Research output: Contribution to journalArticlepeer-review

Abstract

Intrinsic disorder provides a means of maximizing allosteric coupling in proteins. However, the mechanisms by which the disorder functions in allostery remain to be elucidated. Small ligand, bio-5′-AMP, binding and dimerization of the Escherichia coli biotin repressor are allosterically coupled. Folding of a disordered loop in the allosteric effector binding site is required to realize the full coupling free energy of-4.0 ± 0.3 kcal/mol observed in the wild-type protein. Alanine substitution of a glycine residue on the dimerization surface that does not directly contribute to the dimerization interface completely abolishes this coupling. In this work, the structure of this variant, solved by X-ray crystallography, reveals a monomeric corepressor-bound protein.
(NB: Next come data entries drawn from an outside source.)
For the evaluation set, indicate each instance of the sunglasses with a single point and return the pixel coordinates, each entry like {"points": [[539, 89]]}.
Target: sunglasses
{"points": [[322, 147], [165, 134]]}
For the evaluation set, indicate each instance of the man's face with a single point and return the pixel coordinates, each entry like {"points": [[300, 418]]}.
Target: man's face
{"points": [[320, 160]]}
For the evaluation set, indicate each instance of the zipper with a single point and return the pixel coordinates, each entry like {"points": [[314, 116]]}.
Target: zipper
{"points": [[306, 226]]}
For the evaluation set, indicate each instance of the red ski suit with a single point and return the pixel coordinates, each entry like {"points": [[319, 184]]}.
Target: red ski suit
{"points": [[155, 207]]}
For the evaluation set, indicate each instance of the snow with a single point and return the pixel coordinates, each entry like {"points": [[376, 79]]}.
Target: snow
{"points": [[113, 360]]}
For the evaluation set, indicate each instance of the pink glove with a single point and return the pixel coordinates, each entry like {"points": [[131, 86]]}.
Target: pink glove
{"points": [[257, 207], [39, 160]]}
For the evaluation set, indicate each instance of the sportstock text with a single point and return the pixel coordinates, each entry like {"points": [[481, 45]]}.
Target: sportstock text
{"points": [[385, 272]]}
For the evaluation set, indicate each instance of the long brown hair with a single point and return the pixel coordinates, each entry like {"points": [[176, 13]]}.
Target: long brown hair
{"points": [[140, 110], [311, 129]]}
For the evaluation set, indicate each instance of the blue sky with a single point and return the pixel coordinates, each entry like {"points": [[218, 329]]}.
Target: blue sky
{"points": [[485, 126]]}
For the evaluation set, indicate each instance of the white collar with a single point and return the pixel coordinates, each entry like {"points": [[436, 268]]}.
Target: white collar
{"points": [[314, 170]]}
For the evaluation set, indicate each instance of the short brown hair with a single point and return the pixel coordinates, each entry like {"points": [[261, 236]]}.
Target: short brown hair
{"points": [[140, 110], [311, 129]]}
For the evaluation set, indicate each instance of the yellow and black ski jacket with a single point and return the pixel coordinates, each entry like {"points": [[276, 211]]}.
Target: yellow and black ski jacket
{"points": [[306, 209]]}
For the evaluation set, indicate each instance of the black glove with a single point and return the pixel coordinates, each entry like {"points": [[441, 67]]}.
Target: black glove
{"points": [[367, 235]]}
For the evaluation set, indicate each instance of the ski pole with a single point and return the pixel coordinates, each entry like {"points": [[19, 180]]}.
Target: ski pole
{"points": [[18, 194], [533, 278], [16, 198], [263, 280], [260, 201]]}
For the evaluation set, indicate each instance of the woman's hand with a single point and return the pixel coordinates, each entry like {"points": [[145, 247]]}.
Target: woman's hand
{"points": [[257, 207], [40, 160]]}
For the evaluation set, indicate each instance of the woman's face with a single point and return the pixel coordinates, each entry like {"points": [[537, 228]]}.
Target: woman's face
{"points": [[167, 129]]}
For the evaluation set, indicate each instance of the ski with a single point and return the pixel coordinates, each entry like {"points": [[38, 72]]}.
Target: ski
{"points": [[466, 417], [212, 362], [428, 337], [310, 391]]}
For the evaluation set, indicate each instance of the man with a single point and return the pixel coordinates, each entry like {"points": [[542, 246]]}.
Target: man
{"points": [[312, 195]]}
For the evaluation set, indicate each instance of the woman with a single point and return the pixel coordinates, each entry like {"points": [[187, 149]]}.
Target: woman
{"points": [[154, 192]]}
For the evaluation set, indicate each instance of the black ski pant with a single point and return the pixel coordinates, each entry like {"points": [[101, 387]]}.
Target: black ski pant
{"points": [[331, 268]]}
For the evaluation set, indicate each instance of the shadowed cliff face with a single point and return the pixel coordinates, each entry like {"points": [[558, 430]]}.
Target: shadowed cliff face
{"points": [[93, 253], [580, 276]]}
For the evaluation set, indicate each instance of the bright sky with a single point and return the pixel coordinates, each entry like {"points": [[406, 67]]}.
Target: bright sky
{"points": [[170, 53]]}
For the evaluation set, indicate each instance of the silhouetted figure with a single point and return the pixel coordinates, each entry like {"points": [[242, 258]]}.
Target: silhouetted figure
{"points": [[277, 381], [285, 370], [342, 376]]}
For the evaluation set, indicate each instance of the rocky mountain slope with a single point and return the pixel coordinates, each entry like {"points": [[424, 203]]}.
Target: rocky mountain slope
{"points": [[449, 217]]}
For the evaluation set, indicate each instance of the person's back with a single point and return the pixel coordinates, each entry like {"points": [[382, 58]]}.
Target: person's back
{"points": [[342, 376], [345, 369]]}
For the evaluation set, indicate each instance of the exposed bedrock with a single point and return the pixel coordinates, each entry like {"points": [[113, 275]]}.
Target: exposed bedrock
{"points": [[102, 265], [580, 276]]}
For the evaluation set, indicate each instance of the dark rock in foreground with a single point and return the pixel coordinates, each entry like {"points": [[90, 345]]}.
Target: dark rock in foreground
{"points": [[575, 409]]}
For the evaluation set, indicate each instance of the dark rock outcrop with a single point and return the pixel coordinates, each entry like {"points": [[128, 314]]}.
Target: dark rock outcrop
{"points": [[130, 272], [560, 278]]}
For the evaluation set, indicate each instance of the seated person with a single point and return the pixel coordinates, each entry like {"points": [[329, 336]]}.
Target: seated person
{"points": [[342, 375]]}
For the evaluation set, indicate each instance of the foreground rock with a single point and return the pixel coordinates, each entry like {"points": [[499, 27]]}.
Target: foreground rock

In the structure loops, neither of which contains the alanine substitution, on both the dimerization and effector binding surfaces that are folded in the corepressor-bound wild-type protein are disordered. The structural data combined with functional measurements indicate that allosteric coupling between ligand binding and dimerization in BirA (E. coli biotin repressor/biotin protein ligase) is achieved via reciprocal communication of disorder-to-order transitions on two distant functional surfaces.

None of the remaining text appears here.